Saturday, December 19, 2009

200,000 Protest Unemployment in Spain

With a 38% unemployment rate after the construction boom busted as a result of the global financial crisis, Spain is at a turning point:
Last Saturday 12 December, 200,000 people attended a mass demonstration in Madrid organised by Spain’s biggest trade unions, the UGT and CCOO. The demonstration represented the first opportunity for the working class and young people in Spain, a country devastated by the crisis, with over 4 million unemployed, plummeting living standards, to give a national expression of the boiling anger that has developed in the last period. Despite a relative blackout in the capitalist media in the build up to the demonstration, the massive turnout, with thousands-strong delegations from all of the Spanish state’s regions, was an impressive show of strength.

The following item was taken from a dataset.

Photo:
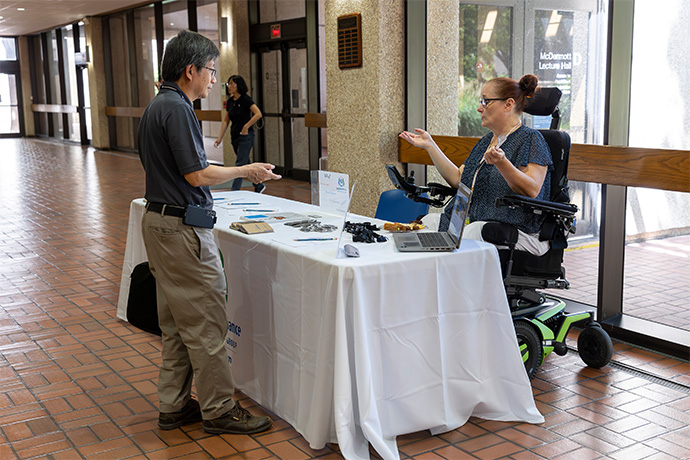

However, a striking feature of the demonstration was the veritable gulf separating the protest’s participants from the union leaders, as far as militancy and the willingness to fight is concerned.

14-Dec-2009. Byrne, Danny. 200,000 take to the streets in Madrid. Socialist World.Net

Wednesday, December 09, 2009

Evo Morales Reelected in Bolivia

President Evo Morales of Bolivia, the first indigenous president elected in the post-Columbus Western Hemisphere, has been reelected to a second term. His MAS (Movement Towards Socialism) party also captured a two-thirds majority in the Bolivian congress, according to the Los Angeles Times. In light of the turmoil caused by the para-military resistance by the Bolivian elite minority, and forces of international capitalism, this election is a true victory for democracy and the people of Bolivia, Latin America, and the world.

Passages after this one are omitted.